Adopting the 'Mediterranean diet' could slow down brain shrinking in people as they age, scientists have found out. The diet appears to have a prolonged protective effect on the brain, keeping it healthy for longer.
The Mediterranean diet is based on the healthy eating traditions of countries bordering the Mediterranean, such as France, Italy, Spain and Greece. Although regional culinary differences can be observed, the diet typically features vegetables, fruits, nuts, olive oil, cereals and fish.
In a new research published in the journal Neurology, scientists describe how the diet could also benefit the brain of older adults.
Ageing has been associated with changes to the brain's size and to cognition. The brain's volume shrinks and molecular and morphological changes occur. The study investigates whether the Mediterranean diet could mitigate these effects.
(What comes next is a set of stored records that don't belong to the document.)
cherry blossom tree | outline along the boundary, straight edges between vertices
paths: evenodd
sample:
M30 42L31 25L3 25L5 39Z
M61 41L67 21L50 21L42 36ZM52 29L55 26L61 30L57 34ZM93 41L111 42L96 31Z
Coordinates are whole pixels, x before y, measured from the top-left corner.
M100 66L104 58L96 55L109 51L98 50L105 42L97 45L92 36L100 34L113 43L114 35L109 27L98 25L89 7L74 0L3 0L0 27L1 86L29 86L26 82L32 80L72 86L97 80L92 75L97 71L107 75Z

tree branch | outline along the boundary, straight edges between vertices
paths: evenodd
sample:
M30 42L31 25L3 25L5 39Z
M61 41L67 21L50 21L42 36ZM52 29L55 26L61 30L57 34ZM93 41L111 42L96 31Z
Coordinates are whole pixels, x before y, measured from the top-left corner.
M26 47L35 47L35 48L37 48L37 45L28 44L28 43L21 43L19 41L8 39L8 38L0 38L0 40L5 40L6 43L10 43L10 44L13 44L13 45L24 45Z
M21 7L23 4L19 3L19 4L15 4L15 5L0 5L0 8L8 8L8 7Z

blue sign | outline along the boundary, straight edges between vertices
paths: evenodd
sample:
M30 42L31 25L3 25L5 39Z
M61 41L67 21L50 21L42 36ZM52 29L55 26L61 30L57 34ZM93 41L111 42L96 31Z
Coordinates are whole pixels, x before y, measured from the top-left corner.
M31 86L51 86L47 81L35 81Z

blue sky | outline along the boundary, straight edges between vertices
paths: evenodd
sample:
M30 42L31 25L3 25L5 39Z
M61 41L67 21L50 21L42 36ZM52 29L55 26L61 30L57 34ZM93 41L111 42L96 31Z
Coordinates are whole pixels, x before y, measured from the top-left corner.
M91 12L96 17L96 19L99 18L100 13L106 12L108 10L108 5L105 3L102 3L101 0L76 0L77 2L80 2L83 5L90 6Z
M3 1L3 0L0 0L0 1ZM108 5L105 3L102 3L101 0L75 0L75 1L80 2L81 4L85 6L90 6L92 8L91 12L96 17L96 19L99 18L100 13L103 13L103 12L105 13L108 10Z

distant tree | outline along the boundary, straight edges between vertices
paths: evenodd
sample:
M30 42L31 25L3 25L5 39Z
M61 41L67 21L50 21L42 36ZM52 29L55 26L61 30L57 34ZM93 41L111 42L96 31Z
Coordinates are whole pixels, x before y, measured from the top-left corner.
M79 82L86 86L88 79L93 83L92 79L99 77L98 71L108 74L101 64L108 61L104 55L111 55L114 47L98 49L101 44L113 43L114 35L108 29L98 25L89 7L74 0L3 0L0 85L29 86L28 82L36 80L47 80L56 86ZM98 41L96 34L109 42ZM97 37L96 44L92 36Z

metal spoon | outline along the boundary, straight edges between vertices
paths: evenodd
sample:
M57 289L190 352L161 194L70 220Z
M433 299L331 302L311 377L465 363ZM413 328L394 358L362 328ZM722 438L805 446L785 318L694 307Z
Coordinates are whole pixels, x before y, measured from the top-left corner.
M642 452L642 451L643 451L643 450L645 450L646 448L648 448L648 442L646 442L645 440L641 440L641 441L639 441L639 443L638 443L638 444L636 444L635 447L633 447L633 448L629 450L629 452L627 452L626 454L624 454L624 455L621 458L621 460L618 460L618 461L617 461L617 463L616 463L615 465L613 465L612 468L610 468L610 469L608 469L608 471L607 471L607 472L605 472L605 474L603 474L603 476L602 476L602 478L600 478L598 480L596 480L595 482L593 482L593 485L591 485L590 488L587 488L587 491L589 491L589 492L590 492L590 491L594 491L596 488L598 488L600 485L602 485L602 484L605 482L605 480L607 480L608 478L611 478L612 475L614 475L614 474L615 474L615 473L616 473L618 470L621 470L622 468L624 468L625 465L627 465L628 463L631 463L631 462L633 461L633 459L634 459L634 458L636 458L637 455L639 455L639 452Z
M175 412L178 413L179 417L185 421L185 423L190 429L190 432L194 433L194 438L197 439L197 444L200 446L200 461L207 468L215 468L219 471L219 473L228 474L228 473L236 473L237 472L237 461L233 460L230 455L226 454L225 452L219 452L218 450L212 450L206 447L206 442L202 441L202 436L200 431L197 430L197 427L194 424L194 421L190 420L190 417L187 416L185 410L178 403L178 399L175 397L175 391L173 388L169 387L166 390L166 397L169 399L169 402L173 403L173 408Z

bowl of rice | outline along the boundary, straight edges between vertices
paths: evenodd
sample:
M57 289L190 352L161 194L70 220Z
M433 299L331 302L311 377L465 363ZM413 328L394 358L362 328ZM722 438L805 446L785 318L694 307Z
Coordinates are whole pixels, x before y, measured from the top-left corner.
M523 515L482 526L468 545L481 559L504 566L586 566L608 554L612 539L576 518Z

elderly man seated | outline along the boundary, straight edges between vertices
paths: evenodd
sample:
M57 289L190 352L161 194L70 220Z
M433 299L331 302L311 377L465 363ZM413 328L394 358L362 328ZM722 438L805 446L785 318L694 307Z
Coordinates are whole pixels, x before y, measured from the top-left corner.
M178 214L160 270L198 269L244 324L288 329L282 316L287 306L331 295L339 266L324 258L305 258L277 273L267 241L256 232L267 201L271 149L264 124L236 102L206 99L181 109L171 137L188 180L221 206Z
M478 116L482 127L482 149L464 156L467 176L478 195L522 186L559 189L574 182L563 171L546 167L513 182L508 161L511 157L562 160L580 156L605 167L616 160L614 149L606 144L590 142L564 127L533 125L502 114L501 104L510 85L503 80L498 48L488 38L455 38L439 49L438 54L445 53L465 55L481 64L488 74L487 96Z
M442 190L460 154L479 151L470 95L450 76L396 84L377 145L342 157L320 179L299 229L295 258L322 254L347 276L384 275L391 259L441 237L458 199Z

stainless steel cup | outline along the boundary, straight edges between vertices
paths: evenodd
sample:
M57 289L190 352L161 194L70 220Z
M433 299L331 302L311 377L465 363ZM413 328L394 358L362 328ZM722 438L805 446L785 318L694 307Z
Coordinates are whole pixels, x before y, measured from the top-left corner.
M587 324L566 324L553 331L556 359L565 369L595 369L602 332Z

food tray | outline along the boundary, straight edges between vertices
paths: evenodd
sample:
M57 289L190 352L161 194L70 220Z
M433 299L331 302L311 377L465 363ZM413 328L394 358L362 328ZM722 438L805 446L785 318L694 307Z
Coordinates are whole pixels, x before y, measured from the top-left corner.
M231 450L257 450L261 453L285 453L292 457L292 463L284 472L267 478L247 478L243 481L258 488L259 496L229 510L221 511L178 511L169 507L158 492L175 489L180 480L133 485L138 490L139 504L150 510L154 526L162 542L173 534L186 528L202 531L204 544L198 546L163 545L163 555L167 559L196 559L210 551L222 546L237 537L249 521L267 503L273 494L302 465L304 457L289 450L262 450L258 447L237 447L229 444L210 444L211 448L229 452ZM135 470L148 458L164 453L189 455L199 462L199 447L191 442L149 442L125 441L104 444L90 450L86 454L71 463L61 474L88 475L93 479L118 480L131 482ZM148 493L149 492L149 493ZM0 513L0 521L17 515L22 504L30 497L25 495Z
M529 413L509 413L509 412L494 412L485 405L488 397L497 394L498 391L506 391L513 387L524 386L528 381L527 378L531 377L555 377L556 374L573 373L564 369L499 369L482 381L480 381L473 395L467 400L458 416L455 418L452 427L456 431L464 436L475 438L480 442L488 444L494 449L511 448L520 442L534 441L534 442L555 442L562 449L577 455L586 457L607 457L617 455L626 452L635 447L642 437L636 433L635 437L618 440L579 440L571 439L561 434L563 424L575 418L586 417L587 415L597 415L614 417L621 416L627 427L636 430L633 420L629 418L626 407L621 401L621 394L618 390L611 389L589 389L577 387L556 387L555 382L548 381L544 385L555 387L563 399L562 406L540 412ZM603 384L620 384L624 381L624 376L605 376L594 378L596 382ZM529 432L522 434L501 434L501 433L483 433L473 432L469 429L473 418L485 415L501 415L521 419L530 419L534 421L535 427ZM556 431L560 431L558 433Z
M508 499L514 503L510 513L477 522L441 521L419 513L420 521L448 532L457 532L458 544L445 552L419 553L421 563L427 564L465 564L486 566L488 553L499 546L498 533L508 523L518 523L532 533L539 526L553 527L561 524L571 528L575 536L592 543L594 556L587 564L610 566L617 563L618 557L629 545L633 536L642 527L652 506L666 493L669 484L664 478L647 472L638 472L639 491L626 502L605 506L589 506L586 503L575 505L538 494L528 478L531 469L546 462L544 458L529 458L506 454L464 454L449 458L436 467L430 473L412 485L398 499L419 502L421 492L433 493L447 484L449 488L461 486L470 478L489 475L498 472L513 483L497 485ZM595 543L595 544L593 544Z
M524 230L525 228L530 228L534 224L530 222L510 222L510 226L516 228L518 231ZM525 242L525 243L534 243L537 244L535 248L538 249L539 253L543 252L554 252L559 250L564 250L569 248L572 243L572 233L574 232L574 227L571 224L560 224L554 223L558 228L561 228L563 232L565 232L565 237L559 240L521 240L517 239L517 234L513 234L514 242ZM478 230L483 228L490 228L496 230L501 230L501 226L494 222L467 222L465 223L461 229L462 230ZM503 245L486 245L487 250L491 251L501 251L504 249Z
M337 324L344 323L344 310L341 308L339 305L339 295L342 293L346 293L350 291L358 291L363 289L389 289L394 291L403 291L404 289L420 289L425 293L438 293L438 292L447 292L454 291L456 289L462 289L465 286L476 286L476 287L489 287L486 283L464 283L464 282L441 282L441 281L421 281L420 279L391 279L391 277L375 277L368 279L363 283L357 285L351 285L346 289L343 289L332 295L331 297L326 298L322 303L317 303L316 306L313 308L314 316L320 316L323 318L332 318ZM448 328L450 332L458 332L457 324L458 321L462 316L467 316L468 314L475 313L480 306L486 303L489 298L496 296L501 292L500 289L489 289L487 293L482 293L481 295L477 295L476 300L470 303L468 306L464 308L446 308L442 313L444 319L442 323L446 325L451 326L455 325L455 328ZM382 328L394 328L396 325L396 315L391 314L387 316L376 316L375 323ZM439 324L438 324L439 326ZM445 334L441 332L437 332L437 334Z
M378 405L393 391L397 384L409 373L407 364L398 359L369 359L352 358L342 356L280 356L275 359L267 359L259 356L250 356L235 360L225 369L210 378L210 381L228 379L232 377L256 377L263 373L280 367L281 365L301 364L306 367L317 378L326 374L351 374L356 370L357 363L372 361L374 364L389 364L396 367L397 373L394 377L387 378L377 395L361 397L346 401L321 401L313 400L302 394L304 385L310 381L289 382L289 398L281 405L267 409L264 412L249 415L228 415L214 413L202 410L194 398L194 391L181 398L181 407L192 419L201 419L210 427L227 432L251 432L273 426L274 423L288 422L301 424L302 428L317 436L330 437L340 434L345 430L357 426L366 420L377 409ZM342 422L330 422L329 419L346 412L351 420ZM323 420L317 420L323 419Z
Brain volume changes but not grey matter
The study is based on data collected from 967 Scottish people aged 70 on average and not diagnosed with dementia. The scientists gathered and analysed information on their eating habits. At an average age of 73, 562 of these participants went through an MRI scan to observe their brain volume and morphology. Three years later, 401 of them went through a second scan to look at the evolution. The aspect of people's brain was compared to how closely their diet matched the Mediterranean diet.
After controlling for other factors such as age, education and having diabetes or high blood pressure, the researchers found out that among these participants, those who didn't follow the Mediterranean diet closely were more likely to have a higher loss of total brain volume over three years, between the two scans. This left them more at risk of developing cognitive problems.
Study author Michelle Luciano of the University of Edinburgh said: "As we age, the brain shrinks and we lose brain cells which can affect learning and memory. This study adds to the body of evidence that suggests the Mediterranean diet has a positive impact on brain health."
Diet differences explained up to 0.5% of variations in brain shrinking – not a massive effect, but significant enough for the Mediterranean diet to be considered as beneficial for the brain's health. However, no link was found between grey matter volume or cortical thickness and the Mediterranean diet.
More studies are needed to confirm the association between brain health and this way of eating, but the findings already indicated that the diet offers sustained brain protection overtime. "In our study, eating habits were measured a few years before brain volume was, which suggests that the diet may be able to provide long-term protection to the brain," said Luciano.